One Star Review: Salted Wounds – An Inquiry into the Ache of Preservation

One Star Review: Salted Wounds – An Inquiry into the Ache of Preservation

“An Exhibition of Badly-Lit Self-Adoration,” by conceptualist Marius Klein-Cho at the Colchester Museum for Experiential De-Obfuscation

It is no small thing to walk into an art show and feel,within seconds,that you have stepped into a crime scene in which the biggest casualty is good taste. Marius Klein-Cho’s Salted Wounds claims to explore “the tension between cure and decay, the ache of preservation, the erotics of crystallization.” What it actually delivers is three rooms’ worth of pretentious garbage sprinkled with enough sodium chloride to trigger a hypertension warning.

Before you even see the work, you’re required to “cleanse your palate” by licking a Himalayan salt block mounted to the wall next to the entry door. The gallery attendant, dressed as a Victorian dockworker, watches to make sure you do it. I considered asking for a fresh block, but given the state of the rest of the show, I suspect hygiene was not part of the conceptual framework.

Room One: The Pickle of Memory

You are greeted by a suspended chandelier made entirely of dill pickles, each one slowly dripping brine into a paddling pool filled with marshmallows. Signs say you can eat the marshmallows; nobody does. A faint audio track plays something I couldn’t hear – the sound may have been seeping in to the room from a different gallery. The nearby information panel claims this piece “dismantles the binary between fresh and preserved selfhood.” Hmmm, does it? And what does that even mean?

Room Two: Tears of the Brackish Moon

This is essentially a dimly lit corridor lined with large salt licks, each carved into crude busts of historical figures. Mine appeared to be a pitted and eroded version of Virginia Woolf.
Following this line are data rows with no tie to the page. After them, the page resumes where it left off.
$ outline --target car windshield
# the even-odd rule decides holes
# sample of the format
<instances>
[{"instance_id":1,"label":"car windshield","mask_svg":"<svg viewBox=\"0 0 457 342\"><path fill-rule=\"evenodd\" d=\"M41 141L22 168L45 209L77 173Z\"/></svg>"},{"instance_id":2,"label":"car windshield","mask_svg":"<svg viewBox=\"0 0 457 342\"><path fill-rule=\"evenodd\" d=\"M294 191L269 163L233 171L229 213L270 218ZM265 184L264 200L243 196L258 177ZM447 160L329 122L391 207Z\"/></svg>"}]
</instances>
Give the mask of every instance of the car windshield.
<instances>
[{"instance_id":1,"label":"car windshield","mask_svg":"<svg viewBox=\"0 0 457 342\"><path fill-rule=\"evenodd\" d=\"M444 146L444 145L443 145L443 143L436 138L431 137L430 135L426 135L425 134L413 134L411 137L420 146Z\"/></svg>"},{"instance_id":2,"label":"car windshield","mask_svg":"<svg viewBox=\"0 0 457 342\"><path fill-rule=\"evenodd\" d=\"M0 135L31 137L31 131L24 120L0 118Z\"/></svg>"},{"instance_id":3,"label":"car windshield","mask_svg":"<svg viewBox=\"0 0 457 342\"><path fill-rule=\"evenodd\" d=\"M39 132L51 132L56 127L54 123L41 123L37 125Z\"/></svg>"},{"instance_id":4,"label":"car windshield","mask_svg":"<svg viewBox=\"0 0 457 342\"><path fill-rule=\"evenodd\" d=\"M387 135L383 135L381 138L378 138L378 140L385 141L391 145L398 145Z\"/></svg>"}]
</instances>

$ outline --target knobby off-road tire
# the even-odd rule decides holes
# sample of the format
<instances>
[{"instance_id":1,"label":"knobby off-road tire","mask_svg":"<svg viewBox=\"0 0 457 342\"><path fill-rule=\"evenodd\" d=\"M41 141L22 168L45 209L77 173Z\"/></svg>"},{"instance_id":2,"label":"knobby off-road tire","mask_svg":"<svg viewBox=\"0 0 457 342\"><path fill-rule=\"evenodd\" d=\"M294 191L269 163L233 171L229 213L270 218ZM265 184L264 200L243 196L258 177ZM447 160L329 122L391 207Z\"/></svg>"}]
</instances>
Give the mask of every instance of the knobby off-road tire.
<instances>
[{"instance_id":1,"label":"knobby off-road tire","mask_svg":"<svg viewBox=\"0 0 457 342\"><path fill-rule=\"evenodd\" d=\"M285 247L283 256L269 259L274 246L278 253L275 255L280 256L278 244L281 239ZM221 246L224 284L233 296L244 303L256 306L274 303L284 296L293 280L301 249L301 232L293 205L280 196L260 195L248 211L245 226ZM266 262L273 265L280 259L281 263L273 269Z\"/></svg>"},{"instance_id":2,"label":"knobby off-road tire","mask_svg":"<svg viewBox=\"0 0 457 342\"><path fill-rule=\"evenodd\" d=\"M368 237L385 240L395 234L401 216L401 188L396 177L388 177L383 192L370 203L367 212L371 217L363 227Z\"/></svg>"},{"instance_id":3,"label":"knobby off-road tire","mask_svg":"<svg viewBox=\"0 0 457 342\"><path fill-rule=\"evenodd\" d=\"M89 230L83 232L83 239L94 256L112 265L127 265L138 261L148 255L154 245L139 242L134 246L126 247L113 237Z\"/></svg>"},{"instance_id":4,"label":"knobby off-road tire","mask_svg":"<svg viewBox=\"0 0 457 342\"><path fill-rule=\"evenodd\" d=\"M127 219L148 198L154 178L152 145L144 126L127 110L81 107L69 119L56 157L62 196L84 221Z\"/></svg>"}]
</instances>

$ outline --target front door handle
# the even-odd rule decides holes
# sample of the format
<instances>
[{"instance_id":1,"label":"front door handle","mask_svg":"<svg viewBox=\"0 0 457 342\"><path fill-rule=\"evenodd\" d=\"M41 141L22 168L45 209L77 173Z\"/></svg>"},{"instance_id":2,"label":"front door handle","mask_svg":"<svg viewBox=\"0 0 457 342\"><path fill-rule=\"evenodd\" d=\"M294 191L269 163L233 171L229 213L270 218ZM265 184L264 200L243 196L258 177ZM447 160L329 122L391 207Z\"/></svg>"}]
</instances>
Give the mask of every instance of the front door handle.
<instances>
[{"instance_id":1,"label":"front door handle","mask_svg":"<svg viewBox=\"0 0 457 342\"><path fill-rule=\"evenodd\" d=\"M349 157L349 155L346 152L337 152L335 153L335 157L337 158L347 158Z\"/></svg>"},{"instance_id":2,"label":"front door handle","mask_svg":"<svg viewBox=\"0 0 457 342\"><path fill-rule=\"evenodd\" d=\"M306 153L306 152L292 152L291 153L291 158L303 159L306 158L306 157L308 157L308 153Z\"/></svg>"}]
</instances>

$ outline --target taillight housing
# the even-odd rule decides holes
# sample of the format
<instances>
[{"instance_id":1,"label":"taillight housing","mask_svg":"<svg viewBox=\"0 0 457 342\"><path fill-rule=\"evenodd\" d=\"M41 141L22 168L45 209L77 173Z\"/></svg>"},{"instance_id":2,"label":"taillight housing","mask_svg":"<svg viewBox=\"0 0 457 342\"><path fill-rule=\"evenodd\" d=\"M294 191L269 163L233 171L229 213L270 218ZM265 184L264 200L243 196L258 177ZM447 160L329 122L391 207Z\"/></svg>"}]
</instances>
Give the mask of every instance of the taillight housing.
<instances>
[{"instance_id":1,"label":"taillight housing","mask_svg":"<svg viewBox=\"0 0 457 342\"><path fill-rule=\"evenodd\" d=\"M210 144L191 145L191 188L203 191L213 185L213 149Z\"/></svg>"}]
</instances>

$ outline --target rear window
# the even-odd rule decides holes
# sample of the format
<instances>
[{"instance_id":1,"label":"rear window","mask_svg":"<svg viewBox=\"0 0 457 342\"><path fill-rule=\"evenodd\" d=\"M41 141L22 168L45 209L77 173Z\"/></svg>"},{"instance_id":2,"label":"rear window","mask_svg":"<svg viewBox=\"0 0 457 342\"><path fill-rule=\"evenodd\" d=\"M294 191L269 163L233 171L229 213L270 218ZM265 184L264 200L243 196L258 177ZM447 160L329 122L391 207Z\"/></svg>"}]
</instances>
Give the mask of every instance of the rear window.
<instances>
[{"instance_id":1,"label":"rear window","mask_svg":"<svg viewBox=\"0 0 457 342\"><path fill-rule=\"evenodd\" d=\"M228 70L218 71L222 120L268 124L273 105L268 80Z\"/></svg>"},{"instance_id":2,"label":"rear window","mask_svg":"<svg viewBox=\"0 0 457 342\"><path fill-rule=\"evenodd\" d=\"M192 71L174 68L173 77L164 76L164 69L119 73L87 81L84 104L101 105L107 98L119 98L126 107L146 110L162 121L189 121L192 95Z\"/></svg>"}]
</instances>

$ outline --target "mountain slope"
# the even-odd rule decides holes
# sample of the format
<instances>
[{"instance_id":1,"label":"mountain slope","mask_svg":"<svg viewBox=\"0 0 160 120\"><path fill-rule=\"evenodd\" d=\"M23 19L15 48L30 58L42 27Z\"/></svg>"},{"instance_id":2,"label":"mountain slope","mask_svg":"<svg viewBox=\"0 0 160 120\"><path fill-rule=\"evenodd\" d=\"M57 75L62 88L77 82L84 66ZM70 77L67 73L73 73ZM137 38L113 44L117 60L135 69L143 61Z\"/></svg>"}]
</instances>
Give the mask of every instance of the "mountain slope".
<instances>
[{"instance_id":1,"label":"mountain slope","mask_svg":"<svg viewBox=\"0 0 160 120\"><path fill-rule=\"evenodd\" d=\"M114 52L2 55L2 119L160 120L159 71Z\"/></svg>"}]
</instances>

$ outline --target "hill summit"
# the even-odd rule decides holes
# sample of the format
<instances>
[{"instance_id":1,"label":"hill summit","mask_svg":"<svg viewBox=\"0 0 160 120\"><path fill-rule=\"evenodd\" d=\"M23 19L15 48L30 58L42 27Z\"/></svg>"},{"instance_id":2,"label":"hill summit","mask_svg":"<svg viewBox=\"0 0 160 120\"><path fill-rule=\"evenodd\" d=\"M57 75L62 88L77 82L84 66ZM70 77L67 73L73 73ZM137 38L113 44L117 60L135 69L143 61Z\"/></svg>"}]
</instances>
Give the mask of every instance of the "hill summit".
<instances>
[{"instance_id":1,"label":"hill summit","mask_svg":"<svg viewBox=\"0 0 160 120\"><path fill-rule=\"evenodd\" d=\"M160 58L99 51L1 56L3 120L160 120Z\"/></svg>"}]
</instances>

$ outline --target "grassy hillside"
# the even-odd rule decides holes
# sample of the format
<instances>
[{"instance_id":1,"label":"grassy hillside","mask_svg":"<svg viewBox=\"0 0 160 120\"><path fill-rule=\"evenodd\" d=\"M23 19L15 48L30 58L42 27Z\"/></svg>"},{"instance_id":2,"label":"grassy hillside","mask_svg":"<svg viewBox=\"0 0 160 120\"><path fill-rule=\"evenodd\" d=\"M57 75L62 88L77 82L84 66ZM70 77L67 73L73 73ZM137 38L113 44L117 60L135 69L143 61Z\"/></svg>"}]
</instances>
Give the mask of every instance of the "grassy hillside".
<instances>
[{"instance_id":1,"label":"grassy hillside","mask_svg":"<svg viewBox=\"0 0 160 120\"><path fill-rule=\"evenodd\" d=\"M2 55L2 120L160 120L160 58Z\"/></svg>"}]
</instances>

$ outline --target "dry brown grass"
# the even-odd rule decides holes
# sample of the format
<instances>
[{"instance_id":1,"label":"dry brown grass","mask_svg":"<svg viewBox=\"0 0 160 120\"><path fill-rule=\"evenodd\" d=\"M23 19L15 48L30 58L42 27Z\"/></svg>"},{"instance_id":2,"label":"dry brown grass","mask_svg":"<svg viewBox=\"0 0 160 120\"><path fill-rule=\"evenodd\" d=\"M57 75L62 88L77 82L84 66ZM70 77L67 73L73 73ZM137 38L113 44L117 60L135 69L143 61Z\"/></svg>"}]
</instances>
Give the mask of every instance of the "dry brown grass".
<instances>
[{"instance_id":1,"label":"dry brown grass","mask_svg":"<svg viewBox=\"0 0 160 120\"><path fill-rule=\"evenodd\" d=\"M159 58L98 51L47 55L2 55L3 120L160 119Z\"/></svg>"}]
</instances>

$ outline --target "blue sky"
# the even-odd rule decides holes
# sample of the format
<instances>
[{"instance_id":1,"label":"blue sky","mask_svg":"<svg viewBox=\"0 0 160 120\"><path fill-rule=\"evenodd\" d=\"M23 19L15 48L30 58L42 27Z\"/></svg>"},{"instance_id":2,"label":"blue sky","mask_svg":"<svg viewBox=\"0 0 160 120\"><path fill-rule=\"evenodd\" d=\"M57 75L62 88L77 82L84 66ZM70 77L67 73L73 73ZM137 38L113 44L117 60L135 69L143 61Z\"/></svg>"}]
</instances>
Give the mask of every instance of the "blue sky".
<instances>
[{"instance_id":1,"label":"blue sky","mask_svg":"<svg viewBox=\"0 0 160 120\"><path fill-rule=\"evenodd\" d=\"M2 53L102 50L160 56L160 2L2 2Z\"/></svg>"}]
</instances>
Visitors are encouraged to lick them “to taste the erosion of legacy.” I did not. A man ahead of me licked Napoleon and muttered, “Too much cumin.”
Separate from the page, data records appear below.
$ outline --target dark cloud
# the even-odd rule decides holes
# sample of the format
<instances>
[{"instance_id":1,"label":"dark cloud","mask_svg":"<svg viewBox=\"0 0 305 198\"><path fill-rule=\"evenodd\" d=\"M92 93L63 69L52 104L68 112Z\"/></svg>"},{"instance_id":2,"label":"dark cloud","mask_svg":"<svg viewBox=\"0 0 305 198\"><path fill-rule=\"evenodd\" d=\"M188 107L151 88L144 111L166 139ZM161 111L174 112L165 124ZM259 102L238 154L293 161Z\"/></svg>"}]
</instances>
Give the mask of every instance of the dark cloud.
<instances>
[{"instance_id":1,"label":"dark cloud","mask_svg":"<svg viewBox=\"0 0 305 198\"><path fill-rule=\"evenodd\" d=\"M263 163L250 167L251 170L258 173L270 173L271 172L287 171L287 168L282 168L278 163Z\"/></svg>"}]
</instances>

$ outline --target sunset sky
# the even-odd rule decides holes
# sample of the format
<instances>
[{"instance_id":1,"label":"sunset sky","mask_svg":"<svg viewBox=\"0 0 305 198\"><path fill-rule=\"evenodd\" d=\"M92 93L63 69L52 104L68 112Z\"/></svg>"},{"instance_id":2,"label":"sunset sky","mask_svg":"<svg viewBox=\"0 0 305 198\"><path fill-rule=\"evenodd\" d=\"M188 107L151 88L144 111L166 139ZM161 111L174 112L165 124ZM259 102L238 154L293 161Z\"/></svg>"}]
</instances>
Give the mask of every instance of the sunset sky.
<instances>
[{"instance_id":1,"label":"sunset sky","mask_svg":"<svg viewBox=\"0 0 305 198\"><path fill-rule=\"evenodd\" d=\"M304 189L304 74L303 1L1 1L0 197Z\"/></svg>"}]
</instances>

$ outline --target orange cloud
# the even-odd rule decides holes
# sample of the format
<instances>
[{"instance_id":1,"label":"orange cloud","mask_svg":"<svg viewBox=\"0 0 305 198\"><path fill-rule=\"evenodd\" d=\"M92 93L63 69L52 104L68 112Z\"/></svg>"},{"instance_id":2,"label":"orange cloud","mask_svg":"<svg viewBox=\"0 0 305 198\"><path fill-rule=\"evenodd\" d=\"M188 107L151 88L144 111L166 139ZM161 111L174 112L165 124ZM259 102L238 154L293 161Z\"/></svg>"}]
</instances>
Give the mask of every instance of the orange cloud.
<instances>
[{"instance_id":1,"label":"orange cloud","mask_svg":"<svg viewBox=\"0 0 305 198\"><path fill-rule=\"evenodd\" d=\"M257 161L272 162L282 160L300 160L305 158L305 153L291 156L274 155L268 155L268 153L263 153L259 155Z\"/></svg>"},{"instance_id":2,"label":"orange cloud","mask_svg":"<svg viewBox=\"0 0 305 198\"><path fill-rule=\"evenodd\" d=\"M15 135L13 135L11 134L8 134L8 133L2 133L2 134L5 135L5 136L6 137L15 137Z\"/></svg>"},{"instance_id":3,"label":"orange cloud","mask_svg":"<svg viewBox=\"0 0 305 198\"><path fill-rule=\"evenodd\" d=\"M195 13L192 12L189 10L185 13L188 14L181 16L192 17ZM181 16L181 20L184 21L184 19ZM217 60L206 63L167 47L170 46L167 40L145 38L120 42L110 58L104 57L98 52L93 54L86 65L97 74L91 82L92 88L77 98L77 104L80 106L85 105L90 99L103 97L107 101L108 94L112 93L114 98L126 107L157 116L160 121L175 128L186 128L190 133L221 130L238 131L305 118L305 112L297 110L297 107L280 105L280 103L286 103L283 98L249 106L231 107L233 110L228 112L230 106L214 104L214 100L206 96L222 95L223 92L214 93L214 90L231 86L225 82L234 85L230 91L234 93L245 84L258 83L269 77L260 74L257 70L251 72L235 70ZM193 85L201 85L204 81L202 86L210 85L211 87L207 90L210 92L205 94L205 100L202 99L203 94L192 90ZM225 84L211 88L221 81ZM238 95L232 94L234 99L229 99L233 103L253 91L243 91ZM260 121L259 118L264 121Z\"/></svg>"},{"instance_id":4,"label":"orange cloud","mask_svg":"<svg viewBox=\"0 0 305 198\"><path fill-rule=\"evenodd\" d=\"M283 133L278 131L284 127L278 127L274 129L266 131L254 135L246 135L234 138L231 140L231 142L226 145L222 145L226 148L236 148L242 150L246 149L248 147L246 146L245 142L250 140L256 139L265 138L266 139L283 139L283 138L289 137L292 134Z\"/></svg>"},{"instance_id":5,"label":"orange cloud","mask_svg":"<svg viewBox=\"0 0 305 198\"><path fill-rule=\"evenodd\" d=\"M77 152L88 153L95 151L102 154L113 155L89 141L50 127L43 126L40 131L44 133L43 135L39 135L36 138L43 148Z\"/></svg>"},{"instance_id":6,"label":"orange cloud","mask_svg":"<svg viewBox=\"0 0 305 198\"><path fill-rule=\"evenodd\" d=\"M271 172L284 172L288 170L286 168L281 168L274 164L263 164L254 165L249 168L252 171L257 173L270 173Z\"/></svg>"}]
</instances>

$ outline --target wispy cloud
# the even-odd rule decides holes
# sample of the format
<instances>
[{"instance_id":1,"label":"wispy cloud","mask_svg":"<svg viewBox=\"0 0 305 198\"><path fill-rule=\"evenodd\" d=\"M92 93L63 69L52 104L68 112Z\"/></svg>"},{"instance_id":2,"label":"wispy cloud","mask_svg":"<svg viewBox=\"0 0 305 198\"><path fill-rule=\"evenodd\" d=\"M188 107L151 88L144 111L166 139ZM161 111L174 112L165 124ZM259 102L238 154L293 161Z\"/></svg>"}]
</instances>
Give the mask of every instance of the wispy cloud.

Room Three: Cure Me, Daddy

The “centrepiece” is a raw ham covered in glitter, rotating slowly on a mirrored turntable, surrounded by taxidermied pigeons wearing wedding veils. Every so often, a hidden misting system sprays a fine saltwater fog into the room. This, we are told, represents “the nuptial brine of desire.” I saw three people coughing uncontrollably and one woman collapse to the floor. She was soon moved on by gallery security.

The final “gesture” of the show is Vous êtes the Salt Mine, an “immersive identity excavation” in which you lie on a heated slab while an intern pours table salt onto your chest and whispers compliments sourced from Craigslist personal ads, in French. I lasted 15 seconds before I rolled off the slab and made for the exit.

The gift shop sells £45 jars of “artist-harvested salt”, salted liquorice shaped like crying babies, and a T-shirt that reads “I Am the Brine.” I left without purchasing anything.

One star,because, in fairness, the fog machine worked. Everything else? An over-seasoned monument to the dangers of letting a concept go unchecked. Salted Wounds is less an exhibition than a marathon of conceptual seasoning for an audience that did not consent to be marinated.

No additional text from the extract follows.